Nikkei Closes Above 70,000 for First Time as US-Iran Truce Lifts Buying

- Nikkei 225 closed above 70,000 for the first time on June 18, a fourth straight record high
- The immediate trigger was a US-Iran ceasefire memorandum that cooled geopolitical risk
- A weak yen has steadily lifted exporter earnings forecasts, fueling the rally
- Taiwanese investors face a chase-or-take-profit dilemma, with Fed hikes and FX reversal as key risks
The Nikkei 225 closed above 70,000 for the first time on June 18, its fourth consecutive record high. The round number is more symbolic than fundamental, but it crystallizes a two-year story of structural re-rating in Japanese equities. The immediate catalyst came from abroad: a US-Iran ceasefire memorandum cooled geopolitical risk, pushed oil futures lower, and rotated money out of bonds and gold back into stocks, with broad buying across sectors rather than a narrow rally. The deeper fuel, however, is the weak yen.

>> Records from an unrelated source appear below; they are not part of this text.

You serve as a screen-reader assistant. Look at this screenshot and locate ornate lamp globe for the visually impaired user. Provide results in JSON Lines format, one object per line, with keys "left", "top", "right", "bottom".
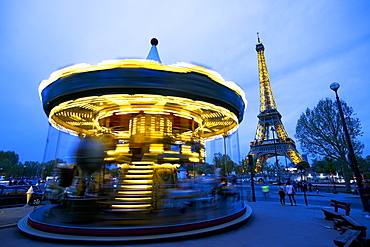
{"left": 330, "top": 82, "right": 340, "bottom": 91}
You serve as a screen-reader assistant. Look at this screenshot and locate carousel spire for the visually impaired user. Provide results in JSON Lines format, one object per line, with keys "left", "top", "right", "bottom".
{"left": 146, "top": 38, "right": 161, "bottom": 63}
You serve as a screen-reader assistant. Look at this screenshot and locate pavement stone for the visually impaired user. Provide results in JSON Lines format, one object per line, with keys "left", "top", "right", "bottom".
{"left": 0, "top": 189, "right": 370, "bottom": 246}
{"left": 0, "top": 205, "right": 37, "bottom": 229}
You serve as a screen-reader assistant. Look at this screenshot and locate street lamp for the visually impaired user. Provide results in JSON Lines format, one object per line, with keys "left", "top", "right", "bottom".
{"left": 297, "top": 165, "right": 308, "bottom": 206}
{"left": 22, "top": 165, "right": 27, "bottom": 184}
{"left": 248, "top": 154, "right": 256, "bottom": 202}
{"left": 330, "top": 170, "right": 338, "bottom": 194}
{"left": 330, "top": 82, "right": 370, "bottom": 212}
{"left": 223, "top": 133, "right": 228, "bottom": 176}
{"left": 270, "top": 126, "right": 281, "bottom": 183}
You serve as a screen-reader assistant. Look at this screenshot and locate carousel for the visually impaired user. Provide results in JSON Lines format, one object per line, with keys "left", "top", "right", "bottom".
{"left": 18, "top": 39, "right": 251, "bottom": 241}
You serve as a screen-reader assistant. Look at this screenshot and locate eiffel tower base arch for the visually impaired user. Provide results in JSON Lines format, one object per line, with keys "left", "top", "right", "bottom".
{"left": 249, "top": 141, "right": 304, "bottom": 170}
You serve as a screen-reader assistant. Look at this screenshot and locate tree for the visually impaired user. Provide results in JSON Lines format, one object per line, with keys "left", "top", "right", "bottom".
{"left": 358, "top": 155, "right": 370, "bottom": 179}
{"left": 233, "top": 164, "right": 243, "bottom": 175}
{"left": 297, "top": 161, "right": 310, "bottom": 170}
{"left": 311, "top": 157, "right": 340, "bottom": 174}
{"left": 295, "top": 98, "right": 364, "bottom": 191}
{"left": 239, "top": 157, "right": 248, "bottom": 175}
{"left": 188, "top": 163, "right": 213, "bottom": 176}
{"left": 213, "top": 152, "right": 234, "bottom": 176}
{"left": 241, "top": 156, "right": 264, "bottom": 174}
{"left": 23, "top": 161, "right": 42, "bottom": 178}
{"left": 41, "top": 159, "right": 64, "bottom": 178}
{"left": 0, "top": 151, "right": 20, "bottom": 178}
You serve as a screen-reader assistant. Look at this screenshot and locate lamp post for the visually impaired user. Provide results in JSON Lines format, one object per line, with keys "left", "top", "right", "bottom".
{"left": 223, "top": 133, "right": 228, "bottom": 177}
{"left": 330, "top": 82, "right": 370, "bottom": 212}
{"left": 270, "top": 126, "right": 281, "bottom": 183}
{"left": 248, "top": 155, "right": 256, "bottom": 202}
{"left": 297, "top": 165, "right": 308, "bottom": 206}
{"left": 330, "top": 170, "right": 338, "bottom": 194}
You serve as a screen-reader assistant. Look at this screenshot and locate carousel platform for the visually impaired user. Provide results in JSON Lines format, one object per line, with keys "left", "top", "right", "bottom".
{"left": 18, "top": 200, "right": 251, "bottom": 242}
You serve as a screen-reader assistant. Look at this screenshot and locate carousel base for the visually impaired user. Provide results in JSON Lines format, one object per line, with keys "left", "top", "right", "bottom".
{"left": 18, "top": 202, "right": 251, "bottom": 242}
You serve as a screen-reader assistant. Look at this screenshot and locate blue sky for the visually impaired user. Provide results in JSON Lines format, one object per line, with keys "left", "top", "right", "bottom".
{"left": 0, "top": 0, "right": 369, "bottom": 163}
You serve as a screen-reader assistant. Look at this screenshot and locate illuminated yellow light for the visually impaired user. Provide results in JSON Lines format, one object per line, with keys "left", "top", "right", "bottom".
{"left": 112, "top": 204, "right": 151, "bottom": 208}
{"left": 189, "top": 158, "right": 200, "bottom": 162}
{"left": 182, "top": 145, "right": 192, "bottom": 154}
{"left": 125, "top": 175, "right": 153, "bottom": 178}
{"left": 114, "top": 197, "right": 151, "bottom": 201}
{"left": 117, "top": 163, "right": 130, "bottom": 168}
{"left": 111, "top": 209, "right": 150, "bottom": 212}
{"left": 128, "top": 166, "right": 155, "bottom": 169}
{"left": 150, "top": 133, "right": 165, "bottom": 138}
{"left": 153, "top": 163, "right": 179, "bottom": 168}
{"left": 163, "top": 157, "right": 180, "bottom": 161}
{"left": 149, "top": 144, "right": 164, "bottom": 153}
{"left": 118, "top": 191, "right": 152, "bottom": 195}
{"left": 131, "top": 161, "right": 154, "bottom": 165}
{"left": 128, "top": 170, "right": 153, "bottom": 173}
{"left": 120, "top": 185, "right": 152, "bottom": 189}
{"left": 122, "top": 180, "right": 153, "bottom": 184}
{"left": 163, "top": 150, "right": 180, "bottom": 154}
{"left": 107, "top": 150, "right": 116, "bottom": 155}
{"left": 116, "top": 144, "right": 130, "bottom": 153}
{"left": 47, "top": 93, "right": 240, "bottom": 141}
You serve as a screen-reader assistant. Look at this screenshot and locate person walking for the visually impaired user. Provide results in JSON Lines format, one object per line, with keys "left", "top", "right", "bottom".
{"left": 262, "top": 184, "right": 270, "bottom": 199}
{"left": 285, "top": 181, "right": 297, "bottom": 206}
{"left": 278, "top": 183, "right": 286, "bottom": 205}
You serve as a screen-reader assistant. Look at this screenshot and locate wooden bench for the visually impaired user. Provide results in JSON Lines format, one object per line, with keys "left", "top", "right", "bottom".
{"left": 334, "top": 215, "right": 367, "bottom": 238}
{"left": 331, "top": 199, "right": 351, "bottom": 216}
{"left": 322, "top": 199, "right": 351, "bottom": 220}
{"left": 333, "top": 229, "right": 362, "bottom": 247}
{"left": 322, "top": 208, "right": 343, "bottom": 220}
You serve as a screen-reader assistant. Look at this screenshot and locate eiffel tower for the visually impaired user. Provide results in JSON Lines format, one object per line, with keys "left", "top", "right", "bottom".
{"left": 249, "top": 34, "right": 304, "bottom": 168}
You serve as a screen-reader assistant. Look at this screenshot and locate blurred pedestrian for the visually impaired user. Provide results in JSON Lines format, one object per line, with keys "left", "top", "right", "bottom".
{"left": 262, "top": 184, "right": 270, "bottom": 199}
{"left": 308, "top": 182, "right": 312, "bottom": 192}
{"left": 302, "top": 180, "right": 307, "bottom": 192}
{"left": 278, "top": 183, "right": 286, "bottom": 205}
{"left": 285, "top": 181, "right": 297, "bottom": 206}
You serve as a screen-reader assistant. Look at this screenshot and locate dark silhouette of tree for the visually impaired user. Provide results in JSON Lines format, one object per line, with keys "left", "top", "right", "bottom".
{"left": 358, "top": 155, "right": 370, "bottom": 179}
{"left": 311, "top": 157, "right": 340, "bottom": 174}
{"left": 0, "top": 151, "right": 20, "bottom": 178}
{"left": 295, "top": 98, "right": 364, "bottom": 191}
{"left": 0, "top": 150, "right": 67, "bottom": 179}
{"left": 213, "top": 152, "right": 235, "bottom": 176}
{"left": 41, "top": 159, "right": 64, "bottom": 178}
{"left": 23, "top": 161, "right": 42, "bottom": 178}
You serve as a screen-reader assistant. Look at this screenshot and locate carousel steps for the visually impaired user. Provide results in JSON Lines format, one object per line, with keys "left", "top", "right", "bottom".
{"left": 105, "top": 162, "right": 154, "bottom": 212}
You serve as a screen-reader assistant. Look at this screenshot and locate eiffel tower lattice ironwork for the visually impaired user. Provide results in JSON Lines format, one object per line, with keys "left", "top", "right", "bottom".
{"left": 249, "top": 35, "right": 304, "bottom": 168}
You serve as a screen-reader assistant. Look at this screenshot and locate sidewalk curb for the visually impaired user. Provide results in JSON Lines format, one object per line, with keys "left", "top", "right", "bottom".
{"left": 0, "top": 223, "right": 17, "bottom": 230}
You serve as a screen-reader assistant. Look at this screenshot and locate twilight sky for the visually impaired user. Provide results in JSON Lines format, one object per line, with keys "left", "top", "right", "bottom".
{"left": 0, "top": 0, "right": 369, "bottom": 163}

Exporters' overseas earnings are inflated in yen terms, so brokerages keep raising profit forecasts, and valuations look less stretched as the earnings denominator grows. The record high and yen weakness are two sides of one coin. Unlike the 1989 bubble peak, this advance rests on governance reform, foreign inflows and FX-driven profits rather than property and credit excess, which makes it better supported but more dependent on rates and the currency. Three paths follow: continued strength if the truce holds and the yen stays soft; a sharp pullback if Fed or BOJ hikes lift the yen and erase the export bonus; or high-level churn. For overseas investors, the key is to separate price gains from FX gains, since a yen rebound could erode returns. Watch whether the truce is actually implemented, the Fed and BOJ rate paths, and whether dollar-yen reverses from around 161.